La justice turque a refusé d'examiner un recours déposé par l'opposition qui conteste la prise en compte d'urnes non scellées lors du référendum du 16 avril, a annoncé mardi 25 avril l'agence de presse Anatolie.
Le Conseil d'État, plus haute instance administrative de Turquie chargée de juger les contentieux publics, a estimé ne pas être compétent pour se prononcer en matière électorale. Le Parti républicain du peuple (CHP), qui a saisi le Conseil d'État la semaine passée, avait également demandé le report de la proclamation des résultats officiels du référendum qui a élargi les pouvoirs du président Recep Tayyip Erdogan dans l'attente que le contentieux soit réglé.
Ces résultats doivent être promulgués par le Haut conseil électoral (YSK) dans un délai de 11 à 12 jours après le scrutin. Les résultats officieux donnent une courte victoire du "oui" avec 51,4 % des voix. Une mission commune d'observateurs de l'Organisation pour la sécurité et la coopération en Europe (OSCE) et du Conseil de l'Europe avait estimé le 17 avril que le scrutin n'avait pas été "à la hauteur des critères" européens et souligné que la campagne s'était déroulée dans des conditions inéquitables favorisant le camp du "oui".
Ouverture d'une procédure de suivi
En parallèle, l’Assemblée parlementaire du Conseil de l’Europe (Apec) a ouvert mardi une procédure de suivi concernant la Turquie, en raison des nombreuses violations de l’État de droit et des droits de l’Homme constatées dans le pays.
Cette mesure, dont le pays a déjà fait l'objet entre 1996 et 2004, le soumet à un contrôle plus étroit du respect des engagements auxquels il a souscrit en adhérant au Conseil de l’Europe, organisme de défense des droits de l'Homme qui comprend 47 États membres dont 28 sont membres de l'Union européenne.
Régression démocratique
La résolution ouvrant officiellement cette procédure contre la Turquie a été approuvée par 113 voix, contre 45 et 12 abstentions. Pour justifier cette décision, l’Assemblée invoque la régression démocratique du pays qui s'est accentuée depuis le putsch manqué du 15 juillet dernier. Elle veut protester contre la levée de l’immunité de 154 parlementaires et l’arrestation de 12 d’entre eux, celle de plus de 150 journalistes ainsi que les purges qui ont touché quelque 150 000 agents de la fonction publique.
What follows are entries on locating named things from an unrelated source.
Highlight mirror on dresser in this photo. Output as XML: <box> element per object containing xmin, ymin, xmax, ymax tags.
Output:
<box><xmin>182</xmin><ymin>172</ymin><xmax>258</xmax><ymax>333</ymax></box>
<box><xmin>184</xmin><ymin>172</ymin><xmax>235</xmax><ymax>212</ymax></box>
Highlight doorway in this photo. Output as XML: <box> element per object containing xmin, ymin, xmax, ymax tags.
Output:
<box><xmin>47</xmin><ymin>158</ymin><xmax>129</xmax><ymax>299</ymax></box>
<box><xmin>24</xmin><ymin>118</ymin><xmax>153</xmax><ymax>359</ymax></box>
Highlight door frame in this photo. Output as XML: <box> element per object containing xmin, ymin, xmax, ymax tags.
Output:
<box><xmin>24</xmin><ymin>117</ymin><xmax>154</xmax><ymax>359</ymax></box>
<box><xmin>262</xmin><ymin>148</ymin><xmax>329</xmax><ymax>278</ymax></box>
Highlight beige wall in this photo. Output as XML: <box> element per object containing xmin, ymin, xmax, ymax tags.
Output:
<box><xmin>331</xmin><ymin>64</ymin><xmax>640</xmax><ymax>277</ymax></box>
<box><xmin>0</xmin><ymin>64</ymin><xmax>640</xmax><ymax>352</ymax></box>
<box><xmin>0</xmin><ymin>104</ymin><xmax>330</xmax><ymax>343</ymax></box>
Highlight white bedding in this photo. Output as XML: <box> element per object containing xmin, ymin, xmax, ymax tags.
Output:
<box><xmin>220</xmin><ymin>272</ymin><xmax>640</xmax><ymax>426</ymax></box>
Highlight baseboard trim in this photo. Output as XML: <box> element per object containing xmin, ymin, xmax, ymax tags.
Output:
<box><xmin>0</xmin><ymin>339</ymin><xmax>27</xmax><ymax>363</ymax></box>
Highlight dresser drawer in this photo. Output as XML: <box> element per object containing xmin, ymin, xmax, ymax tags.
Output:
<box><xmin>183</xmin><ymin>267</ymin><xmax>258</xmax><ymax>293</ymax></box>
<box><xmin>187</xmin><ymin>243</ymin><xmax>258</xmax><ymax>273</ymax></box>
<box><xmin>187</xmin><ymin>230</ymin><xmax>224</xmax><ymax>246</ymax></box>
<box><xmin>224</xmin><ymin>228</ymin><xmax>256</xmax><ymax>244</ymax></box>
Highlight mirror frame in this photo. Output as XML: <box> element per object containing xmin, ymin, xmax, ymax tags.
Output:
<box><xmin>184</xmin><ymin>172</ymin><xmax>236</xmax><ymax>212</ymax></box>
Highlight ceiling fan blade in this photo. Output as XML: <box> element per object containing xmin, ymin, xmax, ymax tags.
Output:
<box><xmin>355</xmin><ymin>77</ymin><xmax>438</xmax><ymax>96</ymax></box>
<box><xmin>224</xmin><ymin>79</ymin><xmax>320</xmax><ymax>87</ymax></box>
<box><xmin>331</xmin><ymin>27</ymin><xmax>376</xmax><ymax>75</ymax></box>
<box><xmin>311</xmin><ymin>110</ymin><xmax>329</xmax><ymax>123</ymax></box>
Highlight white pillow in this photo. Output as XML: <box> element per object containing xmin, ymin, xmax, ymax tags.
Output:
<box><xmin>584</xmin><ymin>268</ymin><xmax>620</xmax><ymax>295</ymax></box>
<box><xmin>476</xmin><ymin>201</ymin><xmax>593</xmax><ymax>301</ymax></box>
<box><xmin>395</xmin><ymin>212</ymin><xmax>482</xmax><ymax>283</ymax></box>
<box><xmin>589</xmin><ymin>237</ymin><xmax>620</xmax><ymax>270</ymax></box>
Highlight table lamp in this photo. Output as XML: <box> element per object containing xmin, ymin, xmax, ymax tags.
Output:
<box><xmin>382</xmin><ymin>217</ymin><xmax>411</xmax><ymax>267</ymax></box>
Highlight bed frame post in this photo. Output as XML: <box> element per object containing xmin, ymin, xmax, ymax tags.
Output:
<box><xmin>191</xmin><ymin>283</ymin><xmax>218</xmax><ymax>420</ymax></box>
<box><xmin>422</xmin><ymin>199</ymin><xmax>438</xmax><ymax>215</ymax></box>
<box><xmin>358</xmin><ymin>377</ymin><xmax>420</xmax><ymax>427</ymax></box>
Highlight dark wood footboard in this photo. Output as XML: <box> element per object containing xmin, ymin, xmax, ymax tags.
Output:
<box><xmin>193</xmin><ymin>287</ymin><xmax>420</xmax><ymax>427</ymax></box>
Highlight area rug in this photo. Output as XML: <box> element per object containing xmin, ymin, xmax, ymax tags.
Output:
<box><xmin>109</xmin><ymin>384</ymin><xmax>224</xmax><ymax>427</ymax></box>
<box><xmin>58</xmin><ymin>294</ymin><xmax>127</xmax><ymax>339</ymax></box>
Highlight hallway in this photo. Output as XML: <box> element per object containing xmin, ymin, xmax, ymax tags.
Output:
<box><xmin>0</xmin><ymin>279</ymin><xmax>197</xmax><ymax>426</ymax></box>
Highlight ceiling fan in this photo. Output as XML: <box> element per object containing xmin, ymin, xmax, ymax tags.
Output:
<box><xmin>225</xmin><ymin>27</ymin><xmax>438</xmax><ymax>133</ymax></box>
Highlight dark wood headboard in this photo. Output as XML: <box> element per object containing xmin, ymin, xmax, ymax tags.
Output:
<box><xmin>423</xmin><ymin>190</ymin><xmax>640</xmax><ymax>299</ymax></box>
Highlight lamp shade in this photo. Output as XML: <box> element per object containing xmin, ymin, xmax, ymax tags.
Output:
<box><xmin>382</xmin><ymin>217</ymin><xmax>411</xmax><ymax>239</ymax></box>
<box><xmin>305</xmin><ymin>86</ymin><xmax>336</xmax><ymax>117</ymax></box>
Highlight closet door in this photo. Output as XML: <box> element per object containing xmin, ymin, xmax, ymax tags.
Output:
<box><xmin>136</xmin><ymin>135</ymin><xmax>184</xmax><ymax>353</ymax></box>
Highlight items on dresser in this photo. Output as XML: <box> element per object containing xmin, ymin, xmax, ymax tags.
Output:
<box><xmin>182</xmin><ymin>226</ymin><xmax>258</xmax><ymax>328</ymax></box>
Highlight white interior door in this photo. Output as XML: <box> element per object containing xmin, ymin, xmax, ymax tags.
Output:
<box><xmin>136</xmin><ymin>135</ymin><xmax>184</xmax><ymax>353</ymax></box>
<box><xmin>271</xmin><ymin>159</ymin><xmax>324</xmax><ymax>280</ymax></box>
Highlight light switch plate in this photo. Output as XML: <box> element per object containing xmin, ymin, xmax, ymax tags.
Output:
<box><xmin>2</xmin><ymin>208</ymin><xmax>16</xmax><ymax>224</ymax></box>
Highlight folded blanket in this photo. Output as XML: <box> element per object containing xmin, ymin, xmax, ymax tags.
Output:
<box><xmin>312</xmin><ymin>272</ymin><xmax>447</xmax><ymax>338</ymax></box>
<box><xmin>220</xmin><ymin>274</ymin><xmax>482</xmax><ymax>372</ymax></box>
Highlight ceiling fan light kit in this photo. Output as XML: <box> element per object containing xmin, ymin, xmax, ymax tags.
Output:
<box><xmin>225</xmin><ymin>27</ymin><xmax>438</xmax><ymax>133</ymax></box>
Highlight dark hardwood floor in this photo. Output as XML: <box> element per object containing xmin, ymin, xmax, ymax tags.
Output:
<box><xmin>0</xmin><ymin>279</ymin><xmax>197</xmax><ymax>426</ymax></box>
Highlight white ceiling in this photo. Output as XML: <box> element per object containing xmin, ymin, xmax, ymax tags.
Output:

Elle "s’inquiète que l’état d’urgence [qui a suivi] serve non seulement à exclure des institutions étatiques les personnes impliquées dans le coup d’État, mais également à faire taire toutes les voix critiques et à générer un climat de crainte parmi les citoyens ordinaires et les universitaires, au sein des organisations non gouvernementales et des médias indépendants, au risque d’ébranler les fondations d’un État démocratique".
"Décision injuste"
Le ministère turc des Affaires étrangères a fermement condamné ce qu'il qualifie de "décision injuste" et estimé que la xénophobie et l'islamophobie "se propageaient de façon violente" en Europe.
"Décider de rouvrir la procédure de suivi contre la Turquie, suivant les recommandations de cercles malveillants de l'Apec, est une honte pour cette instance qui se revendique comme le berceau de la démocratie", estime le ministère turc dans un communiqué en ajoutant qu'Ankara n'aurait pas d'autre choix que de réexaminer ses relations avec le Conseil de l'Europe.